Hamburg. Kampfsportgruppe Ludus Nemesis trainiert jeden Sonnabend. Was neben historischen Waffen und antiken Unterhosen zur Ausstattung gehört.

Speere und Dreizack klingen aufeinander, auch stumpfe Dolche oder Schwerter mit 30 Zentimeter langer Klinge: Eine verdammt gute Deckung braucht es, damit kein ungeschützter Bauchtreffer über dem Gürtel gezählt werden kann. Und schnell müssen sie sein, obwohl man durch den 3,8 Kilogramm schweren Flossenhelm kaum gucken kann. Und so geht es hoch konzentriert zur Sache in der Bergedorfer Gladiatorenschule Ludus Nemesis, benannt nach der griechischen Rachegöttin: Jeden Sonnabend treffen sich bis zu sechs aktive Kampfsportler in der Schulturnhalle an der Leuschnerstraße und trainieren zwischen 10 und 15 Uhr.

„Da gilt es, viel Adrenalin unter Kontrolle zu halten“, erklärt Schiedsrichter André Tippner, der in einer weißen Tunika gewandet jeden Zweikampf mit dem lateinischen Wort „Pugnate“ startet: kämpft! „Wir haben das Ziel, die römische Gladiatur mit Schaukämpfen so realistisch wie möglich darzustellen“, erzählt der 46-Jährige, der sich schon seit 2009 Gaius Antonius Maximus nennt. Das erinnert nicht ans Mittelalter, sondern an die Zeit der Gladiatoren, die 260 vor Christi bis 411 nach Christi lebten.

Bergedorfer Gladiatoren von Ludus Nemesis tragen besonderes Kampfgewand

„Meist kämpften Sklaven gegeneinander, und ungefähr jeder zehnte Kampf endete tödlich“, weiß der Mann, der in der Verwaltung des Boberger Unfallkrankenhauses arbeitet: „Alles andere wäre unwirtschaftlich gewesen, denn ein solcher Gladiator wurde ein Jahr lang ausgebildet und bekam das Jahresgehalt eines Handwerkers im alten Rom. Wenn er gut war, stieg sein Wert auf das Zwei- bis Fünffache.“

Johann und Steffen mit ihren schweren Helmen und Schilden, die dem Geschmack des antiken Rom nachempfunden sind.
Johann und Steffen mit ihren schweren Helmen und Schilden, die dem Geschmack des antiken Rom nachempfunden sind. © bgz | Anne Strickstrock

Und keineswegs mussten sie alle dickfellig sein, um die Schläge abzuwehren.
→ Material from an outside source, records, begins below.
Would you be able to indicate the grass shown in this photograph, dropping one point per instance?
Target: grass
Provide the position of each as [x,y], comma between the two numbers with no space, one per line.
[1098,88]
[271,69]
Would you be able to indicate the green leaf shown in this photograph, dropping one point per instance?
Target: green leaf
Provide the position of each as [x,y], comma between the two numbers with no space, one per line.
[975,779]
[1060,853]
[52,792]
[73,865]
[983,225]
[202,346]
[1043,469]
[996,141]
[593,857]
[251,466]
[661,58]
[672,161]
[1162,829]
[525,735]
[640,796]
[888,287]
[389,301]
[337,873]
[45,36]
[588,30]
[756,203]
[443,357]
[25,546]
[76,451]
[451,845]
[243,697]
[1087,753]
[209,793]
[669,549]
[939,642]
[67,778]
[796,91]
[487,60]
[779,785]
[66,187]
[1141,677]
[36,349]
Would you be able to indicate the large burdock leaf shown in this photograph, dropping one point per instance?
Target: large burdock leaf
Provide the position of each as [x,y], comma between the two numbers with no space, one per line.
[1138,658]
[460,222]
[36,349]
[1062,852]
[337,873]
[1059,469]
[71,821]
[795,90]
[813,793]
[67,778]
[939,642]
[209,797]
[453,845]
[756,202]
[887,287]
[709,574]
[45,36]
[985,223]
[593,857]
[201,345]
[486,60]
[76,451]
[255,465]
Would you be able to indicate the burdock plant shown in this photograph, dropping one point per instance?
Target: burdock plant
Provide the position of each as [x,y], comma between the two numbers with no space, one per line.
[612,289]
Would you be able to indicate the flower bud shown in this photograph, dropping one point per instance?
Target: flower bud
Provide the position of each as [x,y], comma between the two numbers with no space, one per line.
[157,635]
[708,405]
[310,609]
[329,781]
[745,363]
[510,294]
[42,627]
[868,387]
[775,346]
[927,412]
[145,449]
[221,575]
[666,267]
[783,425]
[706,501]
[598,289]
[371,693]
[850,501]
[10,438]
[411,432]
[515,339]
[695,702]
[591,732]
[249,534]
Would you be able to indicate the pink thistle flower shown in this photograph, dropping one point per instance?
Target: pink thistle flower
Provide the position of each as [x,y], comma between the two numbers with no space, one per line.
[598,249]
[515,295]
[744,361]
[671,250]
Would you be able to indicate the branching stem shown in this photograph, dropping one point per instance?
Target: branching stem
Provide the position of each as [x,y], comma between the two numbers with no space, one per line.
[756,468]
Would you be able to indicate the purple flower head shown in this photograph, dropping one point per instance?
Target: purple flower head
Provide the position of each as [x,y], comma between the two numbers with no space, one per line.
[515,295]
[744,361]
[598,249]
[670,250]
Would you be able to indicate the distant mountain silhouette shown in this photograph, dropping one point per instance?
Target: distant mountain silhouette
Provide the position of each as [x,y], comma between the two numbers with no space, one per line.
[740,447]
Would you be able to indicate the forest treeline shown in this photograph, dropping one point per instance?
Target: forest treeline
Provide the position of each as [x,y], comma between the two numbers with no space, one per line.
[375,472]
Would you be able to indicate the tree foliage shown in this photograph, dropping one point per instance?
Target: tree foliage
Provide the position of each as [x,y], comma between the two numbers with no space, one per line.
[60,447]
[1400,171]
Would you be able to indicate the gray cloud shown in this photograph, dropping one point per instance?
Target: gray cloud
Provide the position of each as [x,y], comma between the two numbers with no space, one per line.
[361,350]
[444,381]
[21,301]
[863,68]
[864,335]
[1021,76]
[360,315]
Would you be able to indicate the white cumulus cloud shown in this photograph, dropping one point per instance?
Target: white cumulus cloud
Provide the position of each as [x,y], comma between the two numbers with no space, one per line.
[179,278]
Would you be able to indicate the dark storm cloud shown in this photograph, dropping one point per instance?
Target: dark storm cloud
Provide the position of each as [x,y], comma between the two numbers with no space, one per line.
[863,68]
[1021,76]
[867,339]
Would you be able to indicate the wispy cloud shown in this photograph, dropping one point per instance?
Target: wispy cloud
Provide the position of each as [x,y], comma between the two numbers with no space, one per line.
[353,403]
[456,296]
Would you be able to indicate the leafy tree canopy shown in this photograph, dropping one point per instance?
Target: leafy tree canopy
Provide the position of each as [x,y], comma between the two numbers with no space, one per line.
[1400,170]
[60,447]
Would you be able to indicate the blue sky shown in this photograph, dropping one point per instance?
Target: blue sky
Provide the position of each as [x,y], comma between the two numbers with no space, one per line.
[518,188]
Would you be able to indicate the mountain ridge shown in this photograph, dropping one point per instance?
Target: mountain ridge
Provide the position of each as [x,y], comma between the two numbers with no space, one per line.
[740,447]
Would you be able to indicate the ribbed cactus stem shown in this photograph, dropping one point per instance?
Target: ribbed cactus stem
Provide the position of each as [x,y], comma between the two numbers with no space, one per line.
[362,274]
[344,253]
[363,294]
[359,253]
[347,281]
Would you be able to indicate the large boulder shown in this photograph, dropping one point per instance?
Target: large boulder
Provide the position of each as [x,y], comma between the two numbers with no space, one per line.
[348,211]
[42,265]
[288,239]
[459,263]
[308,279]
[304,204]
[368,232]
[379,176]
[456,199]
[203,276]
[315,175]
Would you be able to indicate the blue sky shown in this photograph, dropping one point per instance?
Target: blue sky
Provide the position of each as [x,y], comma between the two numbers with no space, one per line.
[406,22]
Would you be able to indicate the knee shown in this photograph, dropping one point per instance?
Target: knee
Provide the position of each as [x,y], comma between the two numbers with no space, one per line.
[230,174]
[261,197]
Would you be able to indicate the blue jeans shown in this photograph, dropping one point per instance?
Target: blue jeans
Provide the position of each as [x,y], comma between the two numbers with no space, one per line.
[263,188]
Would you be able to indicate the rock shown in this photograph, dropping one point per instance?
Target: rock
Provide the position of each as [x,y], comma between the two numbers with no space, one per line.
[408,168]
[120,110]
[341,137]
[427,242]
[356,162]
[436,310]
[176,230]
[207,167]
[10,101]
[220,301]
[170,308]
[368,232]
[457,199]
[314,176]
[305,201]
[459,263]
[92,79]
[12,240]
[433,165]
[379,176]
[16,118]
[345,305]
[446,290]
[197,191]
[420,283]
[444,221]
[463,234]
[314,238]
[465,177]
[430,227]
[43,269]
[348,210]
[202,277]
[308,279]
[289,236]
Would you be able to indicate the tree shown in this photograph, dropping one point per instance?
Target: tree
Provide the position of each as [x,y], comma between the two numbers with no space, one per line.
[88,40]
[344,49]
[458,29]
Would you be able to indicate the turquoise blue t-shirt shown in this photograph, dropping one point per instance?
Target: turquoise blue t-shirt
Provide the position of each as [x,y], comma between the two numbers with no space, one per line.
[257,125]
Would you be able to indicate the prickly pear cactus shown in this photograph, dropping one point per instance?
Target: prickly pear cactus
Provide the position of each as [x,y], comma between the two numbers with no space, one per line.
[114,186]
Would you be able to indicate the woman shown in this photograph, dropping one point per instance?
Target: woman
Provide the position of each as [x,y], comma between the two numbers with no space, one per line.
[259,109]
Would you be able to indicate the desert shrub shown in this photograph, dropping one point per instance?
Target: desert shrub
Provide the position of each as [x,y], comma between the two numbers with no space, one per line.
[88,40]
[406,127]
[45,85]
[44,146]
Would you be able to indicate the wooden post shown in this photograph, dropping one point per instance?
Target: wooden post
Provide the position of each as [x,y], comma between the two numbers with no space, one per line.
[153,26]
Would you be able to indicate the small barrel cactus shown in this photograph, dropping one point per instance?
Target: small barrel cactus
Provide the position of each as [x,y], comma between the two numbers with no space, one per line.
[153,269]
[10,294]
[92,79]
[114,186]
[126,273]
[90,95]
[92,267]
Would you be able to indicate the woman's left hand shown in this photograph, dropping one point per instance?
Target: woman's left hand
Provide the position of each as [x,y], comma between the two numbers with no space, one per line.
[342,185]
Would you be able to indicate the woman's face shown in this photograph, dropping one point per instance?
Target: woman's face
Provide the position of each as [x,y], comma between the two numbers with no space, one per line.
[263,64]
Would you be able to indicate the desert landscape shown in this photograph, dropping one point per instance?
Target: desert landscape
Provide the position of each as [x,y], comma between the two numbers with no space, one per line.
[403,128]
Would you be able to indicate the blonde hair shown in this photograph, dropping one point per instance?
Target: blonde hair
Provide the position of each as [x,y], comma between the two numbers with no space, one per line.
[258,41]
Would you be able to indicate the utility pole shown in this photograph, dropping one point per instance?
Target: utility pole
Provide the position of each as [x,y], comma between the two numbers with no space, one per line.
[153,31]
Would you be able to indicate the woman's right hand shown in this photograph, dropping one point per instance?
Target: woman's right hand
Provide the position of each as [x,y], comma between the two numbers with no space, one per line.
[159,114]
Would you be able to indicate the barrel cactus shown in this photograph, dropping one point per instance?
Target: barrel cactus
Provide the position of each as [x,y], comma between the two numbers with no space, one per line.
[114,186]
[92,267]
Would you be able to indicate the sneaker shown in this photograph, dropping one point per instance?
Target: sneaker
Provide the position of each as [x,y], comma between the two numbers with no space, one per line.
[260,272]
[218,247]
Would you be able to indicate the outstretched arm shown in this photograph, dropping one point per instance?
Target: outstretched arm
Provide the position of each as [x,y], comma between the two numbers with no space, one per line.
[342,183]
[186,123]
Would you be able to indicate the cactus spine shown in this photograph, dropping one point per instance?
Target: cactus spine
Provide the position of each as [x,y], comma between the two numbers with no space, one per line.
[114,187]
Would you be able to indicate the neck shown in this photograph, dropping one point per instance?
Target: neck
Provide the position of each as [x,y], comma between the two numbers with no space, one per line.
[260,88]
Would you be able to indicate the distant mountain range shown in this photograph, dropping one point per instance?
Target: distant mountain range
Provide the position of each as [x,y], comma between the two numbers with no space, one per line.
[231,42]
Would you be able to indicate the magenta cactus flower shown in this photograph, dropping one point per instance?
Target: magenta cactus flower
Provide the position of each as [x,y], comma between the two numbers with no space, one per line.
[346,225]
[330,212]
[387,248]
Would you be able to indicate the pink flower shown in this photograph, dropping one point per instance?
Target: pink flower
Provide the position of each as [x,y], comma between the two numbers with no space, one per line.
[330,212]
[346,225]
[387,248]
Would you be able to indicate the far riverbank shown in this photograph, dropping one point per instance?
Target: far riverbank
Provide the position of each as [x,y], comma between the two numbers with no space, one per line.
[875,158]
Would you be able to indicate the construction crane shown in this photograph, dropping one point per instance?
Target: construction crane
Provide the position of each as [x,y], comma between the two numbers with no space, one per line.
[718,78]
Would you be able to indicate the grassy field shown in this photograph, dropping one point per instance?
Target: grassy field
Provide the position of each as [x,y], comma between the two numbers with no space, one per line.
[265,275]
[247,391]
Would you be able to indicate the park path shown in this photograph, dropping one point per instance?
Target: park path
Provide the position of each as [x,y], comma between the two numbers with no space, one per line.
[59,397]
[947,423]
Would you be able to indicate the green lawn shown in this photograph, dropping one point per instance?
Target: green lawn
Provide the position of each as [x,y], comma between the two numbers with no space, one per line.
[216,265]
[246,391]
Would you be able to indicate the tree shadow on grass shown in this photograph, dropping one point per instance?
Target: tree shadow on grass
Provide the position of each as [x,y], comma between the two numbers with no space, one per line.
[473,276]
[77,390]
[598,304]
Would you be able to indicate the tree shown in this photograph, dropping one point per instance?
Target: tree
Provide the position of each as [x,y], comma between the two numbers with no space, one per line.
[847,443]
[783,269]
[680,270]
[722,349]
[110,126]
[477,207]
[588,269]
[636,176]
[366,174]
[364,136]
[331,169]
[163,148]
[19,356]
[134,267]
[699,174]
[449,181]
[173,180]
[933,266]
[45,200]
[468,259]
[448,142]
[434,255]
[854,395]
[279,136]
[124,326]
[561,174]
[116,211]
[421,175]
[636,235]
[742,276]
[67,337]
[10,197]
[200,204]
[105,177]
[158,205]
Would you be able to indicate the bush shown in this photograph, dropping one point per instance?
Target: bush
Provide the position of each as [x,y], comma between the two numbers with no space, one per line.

Gerste und Bohnen sollten für viel Eiweiß und Proteine sorgen. Damit scheint sich der muskulöse Johann Hummel auszukennen, ein 26-Jähriger aus Ohlsdorf: „Ich habe zehn Jahre lang American Football gespielt und wollte dann vor zwei Jahren etwas komplett anderes machen“, erzählt der Mann, der sich „Adler“ nennt. Faszinierend ist sein Kampfgewand, samt Beinschiene und Armschutz aus gestopftem Leinen. Dazu wickelt er sich ein 2,5 Meter langes, rotes Tuch um die Hüften: „Das ist eine antike Unterhose mit hübschem Faltenwurf“, sagt der Sportstudent und verrät: „Darunter trage ich noch einen Tiefschutz.“

Kampfsportler filmen das Training für spätere Analysen

Wichtiges aber ist, was er in der Hand hält: ein rechteckiges Schild aus geleimtem Holz, das seine Schwester mit einem Adler und einem Gladius bemalt hat. Als authentische Vorlagen dienen Fresken, Mosaike und Reliefs.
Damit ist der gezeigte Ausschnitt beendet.